隠れ家のようなレストランが、このマンションの中にあるのだろうか。
それとも誰かのお宅に伺うのか……
彼の自宅なのだろうかとも思ったが、宗一郎さんの帰宅を待っている人の
存在は考えたくなかった。
エレベーターでは迷わずボタンを押し、密室の中で抱きしめてくれるのでは
ないかとの私の淡い期待も消えるほど、彼は澄ました顔をしていた。
「ここは24時間監視カメラが作動している。
密会なんかしたらすぐにバレるそうだ」
「密会って。ふふっ……」
涼しげな顔の宗一郎さんの言いようがおかしくて、つい噴出してしまった。
けれど、絡めた指先は久しぶりの再会を確かめるように、何度も握り
なおされていた。
引かれる手にしたがって目的の部屋にたどりついたが、ここがどんな場所で
あるのかわからない私は、かなりの緊張を強いられていた。
誰が部屋で待っているのだろう。
若い女性が現れても動揺しないように覚悟を決めた。
ところが……
案内されマンションの一室の玄関に入ると、落ち着いた年配の女性が私たちを
出迎えてくれた。
「おかえりなさいませ。

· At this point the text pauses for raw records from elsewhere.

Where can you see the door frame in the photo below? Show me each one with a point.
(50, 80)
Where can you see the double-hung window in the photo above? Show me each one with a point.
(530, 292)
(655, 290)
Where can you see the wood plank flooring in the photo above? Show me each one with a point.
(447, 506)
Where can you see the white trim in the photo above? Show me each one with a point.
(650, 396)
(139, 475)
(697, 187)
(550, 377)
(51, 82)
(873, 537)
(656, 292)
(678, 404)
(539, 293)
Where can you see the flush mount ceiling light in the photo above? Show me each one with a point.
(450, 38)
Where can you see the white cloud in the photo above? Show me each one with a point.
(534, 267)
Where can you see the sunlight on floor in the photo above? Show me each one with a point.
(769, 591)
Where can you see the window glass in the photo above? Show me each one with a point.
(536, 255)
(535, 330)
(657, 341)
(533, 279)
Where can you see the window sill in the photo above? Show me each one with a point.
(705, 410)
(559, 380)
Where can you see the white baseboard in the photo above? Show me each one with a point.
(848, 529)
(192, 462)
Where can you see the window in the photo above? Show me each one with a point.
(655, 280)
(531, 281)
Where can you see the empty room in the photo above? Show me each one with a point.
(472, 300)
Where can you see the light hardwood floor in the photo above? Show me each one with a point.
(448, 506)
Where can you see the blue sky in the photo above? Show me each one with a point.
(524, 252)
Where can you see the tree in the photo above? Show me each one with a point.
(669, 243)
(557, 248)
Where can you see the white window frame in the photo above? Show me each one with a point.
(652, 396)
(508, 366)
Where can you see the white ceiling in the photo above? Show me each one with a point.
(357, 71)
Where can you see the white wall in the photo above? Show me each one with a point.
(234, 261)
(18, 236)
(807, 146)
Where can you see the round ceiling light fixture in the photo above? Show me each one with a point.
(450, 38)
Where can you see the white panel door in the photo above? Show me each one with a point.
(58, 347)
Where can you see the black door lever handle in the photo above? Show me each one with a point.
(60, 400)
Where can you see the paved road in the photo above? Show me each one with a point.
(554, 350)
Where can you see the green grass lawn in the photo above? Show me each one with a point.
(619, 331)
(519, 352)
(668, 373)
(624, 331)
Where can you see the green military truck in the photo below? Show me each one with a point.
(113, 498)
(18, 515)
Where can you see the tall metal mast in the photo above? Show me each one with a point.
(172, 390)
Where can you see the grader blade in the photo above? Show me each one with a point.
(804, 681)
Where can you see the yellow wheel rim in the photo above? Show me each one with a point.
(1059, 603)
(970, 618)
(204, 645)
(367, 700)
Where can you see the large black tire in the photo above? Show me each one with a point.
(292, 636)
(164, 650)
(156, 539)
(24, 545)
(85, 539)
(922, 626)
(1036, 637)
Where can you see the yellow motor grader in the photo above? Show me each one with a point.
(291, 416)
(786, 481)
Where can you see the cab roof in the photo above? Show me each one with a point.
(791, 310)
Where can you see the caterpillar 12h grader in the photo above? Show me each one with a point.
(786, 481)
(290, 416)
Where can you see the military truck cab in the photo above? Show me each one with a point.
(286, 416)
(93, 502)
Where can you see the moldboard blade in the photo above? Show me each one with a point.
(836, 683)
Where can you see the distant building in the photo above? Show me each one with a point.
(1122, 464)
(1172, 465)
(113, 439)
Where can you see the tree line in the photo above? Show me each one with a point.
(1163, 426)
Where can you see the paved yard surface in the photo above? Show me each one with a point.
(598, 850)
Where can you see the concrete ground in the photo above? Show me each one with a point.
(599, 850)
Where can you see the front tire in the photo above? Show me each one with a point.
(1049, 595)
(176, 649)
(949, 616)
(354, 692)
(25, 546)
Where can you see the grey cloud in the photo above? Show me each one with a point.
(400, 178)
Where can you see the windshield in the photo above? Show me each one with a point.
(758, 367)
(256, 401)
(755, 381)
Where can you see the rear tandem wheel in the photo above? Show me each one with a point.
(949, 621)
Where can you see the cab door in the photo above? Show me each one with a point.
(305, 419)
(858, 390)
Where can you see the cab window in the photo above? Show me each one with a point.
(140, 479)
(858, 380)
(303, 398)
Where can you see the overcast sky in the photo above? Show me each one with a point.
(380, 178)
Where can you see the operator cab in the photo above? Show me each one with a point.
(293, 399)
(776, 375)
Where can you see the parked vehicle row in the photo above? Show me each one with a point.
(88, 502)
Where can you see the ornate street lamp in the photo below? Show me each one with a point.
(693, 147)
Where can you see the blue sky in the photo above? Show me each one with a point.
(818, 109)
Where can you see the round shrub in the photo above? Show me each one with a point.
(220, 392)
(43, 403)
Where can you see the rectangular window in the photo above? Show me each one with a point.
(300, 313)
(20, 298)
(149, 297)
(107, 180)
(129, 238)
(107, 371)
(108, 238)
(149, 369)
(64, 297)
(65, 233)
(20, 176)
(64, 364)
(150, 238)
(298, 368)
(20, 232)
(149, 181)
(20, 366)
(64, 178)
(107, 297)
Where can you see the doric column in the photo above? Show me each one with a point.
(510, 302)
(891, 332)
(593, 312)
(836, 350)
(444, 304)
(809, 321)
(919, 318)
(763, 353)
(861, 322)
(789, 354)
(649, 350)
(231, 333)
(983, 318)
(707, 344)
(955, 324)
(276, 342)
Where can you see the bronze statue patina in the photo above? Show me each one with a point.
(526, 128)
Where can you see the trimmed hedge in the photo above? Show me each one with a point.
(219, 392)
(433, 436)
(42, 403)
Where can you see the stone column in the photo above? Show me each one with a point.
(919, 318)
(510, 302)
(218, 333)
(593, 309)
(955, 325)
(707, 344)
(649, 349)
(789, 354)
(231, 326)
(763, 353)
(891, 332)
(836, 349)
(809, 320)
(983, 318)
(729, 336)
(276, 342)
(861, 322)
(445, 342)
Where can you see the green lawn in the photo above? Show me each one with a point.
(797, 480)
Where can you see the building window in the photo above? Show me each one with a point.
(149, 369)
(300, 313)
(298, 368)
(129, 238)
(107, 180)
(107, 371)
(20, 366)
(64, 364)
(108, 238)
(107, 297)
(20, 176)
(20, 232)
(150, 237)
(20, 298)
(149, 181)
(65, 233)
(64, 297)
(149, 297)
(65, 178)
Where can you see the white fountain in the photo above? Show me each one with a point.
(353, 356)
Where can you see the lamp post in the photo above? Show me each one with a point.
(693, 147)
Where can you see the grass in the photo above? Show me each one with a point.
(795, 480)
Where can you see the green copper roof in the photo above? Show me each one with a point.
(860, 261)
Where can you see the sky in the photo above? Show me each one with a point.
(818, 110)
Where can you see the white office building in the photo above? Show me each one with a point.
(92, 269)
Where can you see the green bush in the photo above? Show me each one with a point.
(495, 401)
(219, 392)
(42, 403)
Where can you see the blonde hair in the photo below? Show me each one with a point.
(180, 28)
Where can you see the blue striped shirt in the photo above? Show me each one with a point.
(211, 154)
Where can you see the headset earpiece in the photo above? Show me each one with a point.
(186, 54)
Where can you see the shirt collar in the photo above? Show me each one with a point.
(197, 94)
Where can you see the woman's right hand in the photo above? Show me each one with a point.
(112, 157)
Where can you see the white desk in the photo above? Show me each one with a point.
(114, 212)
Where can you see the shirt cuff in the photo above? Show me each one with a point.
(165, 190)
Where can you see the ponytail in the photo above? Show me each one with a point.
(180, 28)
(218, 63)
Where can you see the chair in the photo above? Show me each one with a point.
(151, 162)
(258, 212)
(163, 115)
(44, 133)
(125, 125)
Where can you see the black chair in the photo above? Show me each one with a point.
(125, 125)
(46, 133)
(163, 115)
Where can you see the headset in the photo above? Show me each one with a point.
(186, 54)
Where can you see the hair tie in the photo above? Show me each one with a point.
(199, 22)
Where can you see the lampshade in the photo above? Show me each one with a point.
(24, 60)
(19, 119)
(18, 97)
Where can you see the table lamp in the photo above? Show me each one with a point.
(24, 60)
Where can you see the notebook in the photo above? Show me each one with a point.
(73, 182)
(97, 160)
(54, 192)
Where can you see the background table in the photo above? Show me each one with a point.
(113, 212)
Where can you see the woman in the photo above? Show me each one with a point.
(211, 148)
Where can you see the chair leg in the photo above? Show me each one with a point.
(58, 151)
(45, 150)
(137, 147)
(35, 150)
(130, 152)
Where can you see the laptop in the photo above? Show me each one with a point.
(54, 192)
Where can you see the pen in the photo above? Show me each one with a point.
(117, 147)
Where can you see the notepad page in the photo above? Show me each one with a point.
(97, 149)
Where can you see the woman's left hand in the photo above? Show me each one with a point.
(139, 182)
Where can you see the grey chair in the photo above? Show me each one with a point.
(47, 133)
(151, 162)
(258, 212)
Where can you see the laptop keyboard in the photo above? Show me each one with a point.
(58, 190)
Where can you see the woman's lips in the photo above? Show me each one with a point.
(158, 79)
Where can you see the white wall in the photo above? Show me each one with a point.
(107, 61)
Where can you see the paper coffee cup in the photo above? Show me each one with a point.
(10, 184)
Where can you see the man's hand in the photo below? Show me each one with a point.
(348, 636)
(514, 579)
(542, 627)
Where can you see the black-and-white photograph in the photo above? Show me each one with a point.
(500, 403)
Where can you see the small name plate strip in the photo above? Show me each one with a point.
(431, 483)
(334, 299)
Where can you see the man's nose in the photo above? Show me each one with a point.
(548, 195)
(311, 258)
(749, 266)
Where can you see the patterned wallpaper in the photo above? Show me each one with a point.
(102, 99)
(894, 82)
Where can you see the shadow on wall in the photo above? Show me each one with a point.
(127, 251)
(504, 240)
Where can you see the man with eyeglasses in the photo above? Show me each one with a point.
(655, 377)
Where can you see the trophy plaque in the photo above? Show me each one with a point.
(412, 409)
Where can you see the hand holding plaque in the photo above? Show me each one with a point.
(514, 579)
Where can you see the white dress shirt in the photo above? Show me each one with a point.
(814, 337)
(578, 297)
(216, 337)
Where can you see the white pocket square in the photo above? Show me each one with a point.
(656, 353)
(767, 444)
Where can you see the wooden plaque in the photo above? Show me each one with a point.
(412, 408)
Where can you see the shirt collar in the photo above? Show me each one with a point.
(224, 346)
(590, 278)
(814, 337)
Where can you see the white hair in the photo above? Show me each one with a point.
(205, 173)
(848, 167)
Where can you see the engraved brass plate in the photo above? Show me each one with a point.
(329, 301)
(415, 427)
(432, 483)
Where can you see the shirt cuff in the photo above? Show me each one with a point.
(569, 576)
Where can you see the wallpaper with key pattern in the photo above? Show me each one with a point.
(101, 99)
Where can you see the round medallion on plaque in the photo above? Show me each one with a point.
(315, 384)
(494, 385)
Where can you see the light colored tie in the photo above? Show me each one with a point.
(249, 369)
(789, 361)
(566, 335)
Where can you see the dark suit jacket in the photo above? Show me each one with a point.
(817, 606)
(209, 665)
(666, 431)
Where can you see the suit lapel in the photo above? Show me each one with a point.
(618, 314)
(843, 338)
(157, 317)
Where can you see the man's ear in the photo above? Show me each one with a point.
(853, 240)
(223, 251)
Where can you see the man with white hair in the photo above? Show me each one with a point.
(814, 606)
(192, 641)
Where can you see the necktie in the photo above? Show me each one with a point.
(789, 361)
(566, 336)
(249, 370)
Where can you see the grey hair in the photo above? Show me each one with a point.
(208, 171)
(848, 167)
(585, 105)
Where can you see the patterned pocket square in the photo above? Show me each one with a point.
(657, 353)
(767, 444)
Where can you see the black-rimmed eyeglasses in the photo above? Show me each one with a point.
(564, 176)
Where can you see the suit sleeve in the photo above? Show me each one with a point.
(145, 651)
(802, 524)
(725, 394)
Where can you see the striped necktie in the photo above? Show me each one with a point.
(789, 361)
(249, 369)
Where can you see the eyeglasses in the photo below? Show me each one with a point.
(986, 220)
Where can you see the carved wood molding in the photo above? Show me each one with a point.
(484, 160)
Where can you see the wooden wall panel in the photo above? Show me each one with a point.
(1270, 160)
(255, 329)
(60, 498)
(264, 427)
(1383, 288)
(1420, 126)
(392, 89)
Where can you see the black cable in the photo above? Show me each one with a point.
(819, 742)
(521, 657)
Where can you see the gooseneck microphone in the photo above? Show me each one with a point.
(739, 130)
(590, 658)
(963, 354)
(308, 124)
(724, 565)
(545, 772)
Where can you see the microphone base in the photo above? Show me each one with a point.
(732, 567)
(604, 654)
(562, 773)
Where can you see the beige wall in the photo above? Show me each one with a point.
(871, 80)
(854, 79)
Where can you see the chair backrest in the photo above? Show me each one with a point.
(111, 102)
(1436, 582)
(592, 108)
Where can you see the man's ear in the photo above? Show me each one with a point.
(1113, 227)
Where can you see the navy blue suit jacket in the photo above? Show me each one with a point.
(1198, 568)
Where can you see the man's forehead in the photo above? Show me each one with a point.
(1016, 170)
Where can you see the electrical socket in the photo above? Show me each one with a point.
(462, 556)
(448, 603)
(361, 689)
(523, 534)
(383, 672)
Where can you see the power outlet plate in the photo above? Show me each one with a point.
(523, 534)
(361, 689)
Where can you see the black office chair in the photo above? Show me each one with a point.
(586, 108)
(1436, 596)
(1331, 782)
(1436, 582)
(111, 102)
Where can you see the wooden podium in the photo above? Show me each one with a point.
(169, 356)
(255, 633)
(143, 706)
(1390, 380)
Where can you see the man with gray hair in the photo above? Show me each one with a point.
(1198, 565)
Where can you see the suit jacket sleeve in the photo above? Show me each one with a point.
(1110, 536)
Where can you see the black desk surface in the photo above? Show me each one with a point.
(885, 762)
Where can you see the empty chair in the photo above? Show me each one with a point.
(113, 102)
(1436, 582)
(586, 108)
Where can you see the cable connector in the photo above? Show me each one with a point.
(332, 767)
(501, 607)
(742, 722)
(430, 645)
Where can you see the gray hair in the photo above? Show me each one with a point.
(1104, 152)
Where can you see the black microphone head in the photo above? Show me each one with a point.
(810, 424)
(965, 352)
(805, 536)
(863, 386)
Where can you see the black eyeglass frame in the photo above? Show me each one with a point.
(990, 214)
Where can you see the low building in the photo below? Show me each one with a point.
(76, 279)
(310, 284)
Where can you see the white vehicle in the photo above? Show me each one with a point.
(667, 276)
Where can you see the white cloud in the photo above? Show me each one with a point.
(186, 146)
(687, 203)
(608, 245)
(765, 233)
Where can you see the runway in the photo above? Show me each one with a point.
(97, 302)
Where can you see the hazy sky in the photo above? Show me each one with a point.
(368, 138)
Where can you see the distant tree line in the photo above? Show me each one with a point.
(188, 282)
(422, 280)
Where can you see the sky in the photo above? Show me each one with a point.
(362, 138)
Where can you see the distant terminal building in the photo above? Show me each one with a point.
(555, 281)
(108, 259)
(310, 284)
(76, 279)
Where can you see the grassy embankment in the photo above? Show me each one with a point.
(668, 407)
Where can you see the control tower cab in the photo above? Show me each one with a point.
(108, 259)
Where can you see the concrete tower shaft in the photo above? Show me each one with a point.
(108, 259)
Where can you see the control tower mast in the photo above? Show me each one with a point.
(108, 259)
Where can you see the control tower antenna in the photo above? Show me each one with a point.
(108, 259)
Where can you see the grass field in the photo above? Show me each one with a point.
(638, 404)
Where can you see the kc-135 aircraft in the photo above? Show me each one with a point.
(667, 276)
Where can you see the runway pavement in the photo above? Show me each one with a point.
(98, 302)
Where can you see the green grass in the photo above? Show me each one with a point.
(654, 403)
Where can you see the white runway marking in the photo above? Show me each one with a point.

仙台はいかがでしたか。
まだ寒さが残っておりましたでしょう」
「向こうは肌寒くて、ひろさんに言われてコートを持参して良かった……
今日は急な頼みごとをしました」
「いいえ、そのようなことはございません。
お嬢さま、コートをお預かりいたします」
なんと挨拶をしようかと迷う私の手からスプリングコートを受け取ると、
年配の女性は 「奥へどうぞ」 と私へ声をかけて先に歩き出した。
その人は、宗一郎さんの自宅マンションの部屋の管理のほか、食事の世話
なども任されている女性で三谷弘乃さんといい、私にも縁のある人だと
聞かされておおいに驚いた。
短い時間に用意されたであろう料理にもかかわらず、季節の素材を使った
和食を中心にした料理は、薄味ながら充分に味が馴染み、夜遅い食事には
最適だった。
「紫子の紹介なんだ。週に2・3度来てもらっている。
夜食と朝食の準備もしてもらえるから助かるよ」
「まぁ、紫子さんの……そうでしたか」
「彼女の従兄弟の家を管理していたが、
彼が去年から日本を留守にしていてね。
今はここに来てもらうほうが多いかもしれない……
ひろさん、彼から連絡はありますか」
「いえ……ですが潤一郎さんから伺っております」
「一緒に仕事をしているようですね。元気に飛び回っているらしい。
彼らしいな」
二人の会話は、私にわかる部分とそうでない部分があったが、宗一郎さんと
三谷さんの信頼関係は充分に感じられた。
丁寧に語りかけながら 「三谷さん」 ではなく 「ひろさん」 と
親しみを込めて呼ぶ。
紫子の従兄弟が呼ぶように、そのまま名前で呼ばせてもらっているのだと、
照れながら説明する顔は私が初めて見る表情で、三谷さんに話しかける
優しい言葉遣いは、宗一郎さんの本質に触れたようで彼の内面を垣間見た
気がした。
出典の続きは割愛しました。